The potent developmental toxicant, 2-methoxyethanol (2-ME), elicits exencephaly in near-term mouse fetuses following a single maternal treatment early on gestation day (gd) 8. Deleterious morphological consequences to the neurulating embryo shortly after exposure have not been reported. The present study was designed to fill this gap and to investigate the impact of 2-ME treatment on cell death patterns in the embryonic neural folds. Dams were injected subcutaneously with saline, 250 or 325 mg 2-ME/kg 2 hr prior to the beginning of gd 8. The effect of 2-ME on gross and microscopic neural development was examined in conceptuses on gd 9, 6 hr (9:6), 10:6, and 18:0. Compared to saline, 2-ME treatment increased the percentage of embryos with open neural tubes (ONTs) at all gestation days. Although few statistically significant differences (P < 0.05) existed among the ONT rates on the 3 observation days, an interesting biological response occurred. Both high and low 2-ME doses appeared to elicit the greatest incidence of neural tube patency on gd 9:6 (affecting approximately 27% of embryos). During the subsequent 24 hr, recovery occurred and many neural folds apparently closed. Consequently, the ONT incidences on gd 10:6 (approximately 11%) were quite similar to the gd 18 exencephaly rates elicited by both chemical treatments (approximately 15%). A dose response was not seen due to a substantial increase in resorption rates following the 325 mg/kg dose. Compared to the other treatment groups, the low 2-ME dose significantly inhibited embryonic growth as indicated by reduced crown-rump and head lengths and increased incidence of developmentally delayed brain maturation. To evaluate chemically induced changes in cell death, neurulating embryos were collected on gd 8:6 and either immersed in the vital dye, Nile blue sulfate (NBS), or processed for histopathology. In 2-ME-exposed embryos, excessive NBS uptake occurred in neural fold neuroepithelium at sites of nonclosure.

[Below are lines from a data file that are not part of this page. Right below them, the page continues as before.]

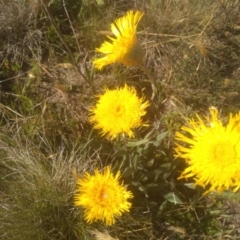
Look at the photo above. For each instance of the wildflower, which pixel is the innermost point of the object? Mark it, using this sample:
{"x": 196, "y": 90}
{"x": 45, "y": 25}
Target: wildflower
{"x": 124, "y": 48}
{"x": 102, "y": 196}
{"x": 118, "y": 111}
{"x": 213, "y": 153}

Using histopathology, the extent of cell death in the cephalic neural folds was dependent on the 2-ME dose, and the neuroepithelium was more severely affected than the mesenchyme. These observations suggest 1) a trend toward repair and catch-up growth later in gestation which may ameliorate the overt early effects of 2-ME, and 2) an association between enhanced cell death and regions of the neural tube particularly vulnerable to nonclosure.